Customizing this text is simple. Just add your custom text after
more in the read more tag and WordPress will take it from there.
For example, this:
Will output this:
It’s a simple, easy to use feature that I think more people should be taking advantage of.
Your wp-config.php File Can Do More Than Database Settings
Anyone who has set up a new WordPress installation has created a wp-config.php file with their database credentials and (hopefully) added secure keys and salts. Maybe you’ve thrown some code in there to enable caching or change memory limits. Those are pretty common. Here are a few more lines you can add to your wp-config.php file that will improve your WordPress site’s overall security.
Disallow File Edits
define( 'DISALLOW_FILE_EDIT', true );
This will disable the theme and plugin editors within the WordPress admin. In my opinion, there’s absolutely no reason you should be editing these files directly on the server through the admin. I’m sure there is/was a use case for it, but you’re better off not accidentally blowing things up and then trying to wade through to figure out where things went wrong in a weak file editor. This also keeps nosy admin users (*cough* clients *cough*) from poking around and accidentally breaking things.
Force SSL Logins
define( 'FORCE_SSL_LOGIN', true );
This will force your login page to be secure so you avoid sending passwords through clear text to the server while allowing non-SSL sessions in the rest of the admin. If you suspect SSL is causing slowness on your server, this is a setting you may want to use as long as you have SSL set up. Realistically, it can be a self-signed certificate as long as you’re only using SSL for the admin. Some hosting companies will generate one of these for you at no cost or you can do it yourself.

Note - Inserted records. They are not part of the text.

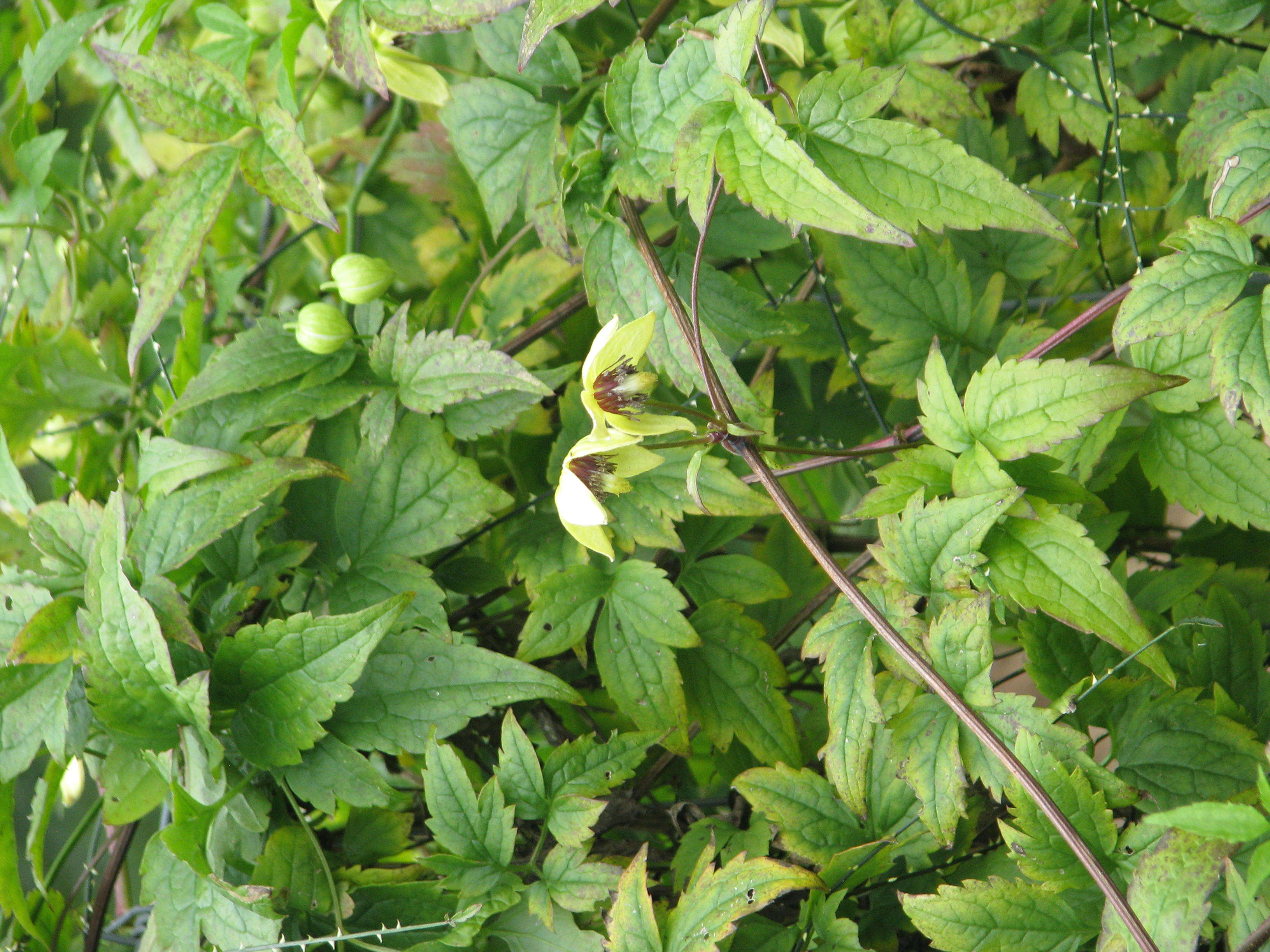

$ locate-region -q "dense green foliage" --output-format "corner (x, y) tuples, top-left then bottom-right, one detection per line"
(0, 0), (1270, 952)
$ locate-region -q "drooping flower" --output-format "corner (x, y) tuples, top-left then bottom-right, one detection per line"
(321, 254), (396, 304)
(291, 301), (353, 354)
(582, 312), (693, 437)
(555, 433), (662, 558)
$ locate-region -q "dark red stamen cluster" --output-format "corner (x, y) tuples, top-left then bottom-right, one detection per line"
(569, 453), (614, 499)
(595, 359), (648, 416)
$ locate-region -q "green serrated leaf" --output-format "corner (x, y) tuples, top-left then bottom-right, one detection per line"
(279, 734), (393, 812)
(1138, 400), (1270, 529)
(665, 856), (823, 952)
(1111, 217), (1252, 350)
(681, 600), (803, 764)
(326, 632), (581, 754)
(733, 764), (867, 866)
(241, 103), (338, 230)
(93, 46), (255, 142)
(128, 457), (339, 575)
(212, 595), (406, 766)
(982, 497), (1174, 684)
(128, 146), (239, 366)
(900, 876), (1115, 952)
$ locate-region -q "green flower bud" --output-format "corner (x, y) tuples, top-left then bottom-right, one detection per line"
(295, 301), (353, 354)
(321, 254), (396, 304)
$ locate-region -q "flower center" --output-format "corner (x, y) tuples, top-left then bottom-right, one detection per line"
(569, 453), (617, 499)
(593, 357), (656, 416)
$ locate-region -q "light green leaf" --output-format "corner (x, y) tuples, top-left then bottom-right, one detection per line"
(800, 112), (1072, 244)
(494, 708), (547, 820)
(516, 565), (612, 662)
(424, 739), (516, 866)
(326, 632), (582, 754)
(542, 731), (656, 797)
(0, 429), (35, 515)
(393, 330), (551, 414)
(1138, 400), (1270, 538)
(872, 486), (1024, 595)
(1128, 321), (1218, 414)
(665, 854), (823, 952)
(93, 46), (255, 142)
(1111, 217), (1252, 350)
(472, 6), (582, 86)
(128, 457), (339, 575)
(242, 103), (337, 230)
(485, 903), (605, 952)
(733, 764), (867, 866)
(335, 414), (512, 566)
(251, 828), (330, 915)
(965, 357), (1185, 460)
(326, 0), (389, 99)
(798, 60), (904, 126)
(926, 595), (996, 707)
(1205, 292), (1270, 428)
(1098, 830), (1231, 952)
(82, 492), (194, 750)
(212, 595), (406, 766)
(1208, 109), (1270, 227)
(542, 847), (621, 913)
(608, 845), (663, 952)
(803, 599), (885, 816)
(684, 81), (913, 245)
(439, 78), (560, 234)
(19, 6), (112, 105)
(1177, 66), (1270, 179)
(165, 318), (337, 418)
(1142, 802), (1270, 843)
(137, 432), (251, 496)
(889, 694), (967, 845)
(678, 555), (790, 606)
(0, 662), (75, 783)
(605, 37), (726, 201)
(900, 876), (1115, 952)
(1001, 731), (1119, 889)
(982, 496), (1174, 684)
(282, 734), (393, 812)
(363, 0), (512, 33)
(681, 600), (803, 764)
(128, 146), (239, 367)
(1111, 688), (1261, 810)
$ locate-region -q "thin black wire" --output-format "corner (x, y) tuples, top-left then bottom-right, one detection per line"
(803, 231), (890, 433)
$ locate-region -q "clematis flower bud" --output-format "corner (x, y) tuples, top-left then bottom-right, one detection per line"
(293, 301), (353, 354)
(321, 254), (396, 304)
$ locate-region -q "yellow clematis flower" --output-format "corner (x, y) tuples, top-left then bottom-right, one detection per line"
(582, 312), (695, 437)
(555, 433), (662, 560)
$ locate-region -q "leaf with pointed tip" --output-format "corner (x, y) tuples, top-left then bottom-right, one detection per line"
(800, 108), (1072, 244)
(241, 103), (339, 231)
(128, 146), (239, 367)
(733, 764), (867, 866)
(363, 0), (518, 33)
(982, 500), (1173, 684)
(326, 632), (582, 754)
(964, 357), (1186, 460)
(211, 595), (406, 766)
(679, 599), (803, 764)
(1138, 400), (1270, 538)
(665, 854), (824, 952)
(900, 876), (1115, 952)
(1111, 216), (1252, 350)
(93, 46), (255, 142)
(326, 0), (389, 99)
(872, 486), (1024, 595)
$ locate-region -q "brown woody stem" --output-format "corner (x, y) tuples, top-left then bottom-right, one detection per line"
(617, 196), (1158, 952)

Force SSL For Your Entire Admin
define( 'FORCE_SSL_ADMIN', true );
Use this instead of FORCE_SSL_LOGIN if you want to force your login and entire admin area to be secured. These days, this is really the way you should be going as SSL isn’t going to be so much slower that someone using the admin would care.
Enable Automatic WordPress Updates
define( 'WP_AUTO_UPDATE_CORE', true );
This will enable all WordPress core updates to happen automatically. Gone are the days where core updates seemed to lead to white screen of death more often than not. As long as you’re keeping up with updates and your theme doesn’t suck, there shouldn’t be a lot of issues. If you’re really worried about it, set up some cheap uptime monitoring (such as Binary Canary) and track specific text that should be showing up on your site. If the site blows up after an auto update, you’ll be alerted quickly and can go fix whatever broke. Trust me, that’s a lot easier than fixing a hacked site.
I rarely see people taking advantage of these, but there’s really no reason most of them shouldn’t be used for most installs.
Don’t be afraid to learn more
WordPress has a ton of features that very few people ever learn about. Some are simple, some are complex, but the more you know about the publishing platform you’re using, the better your site will be. The features here are what I typically see being missed the most by webmasters, bloggers, and site admins. None are difficult to implement, so add these to your arsenal of knowledge and create better sites.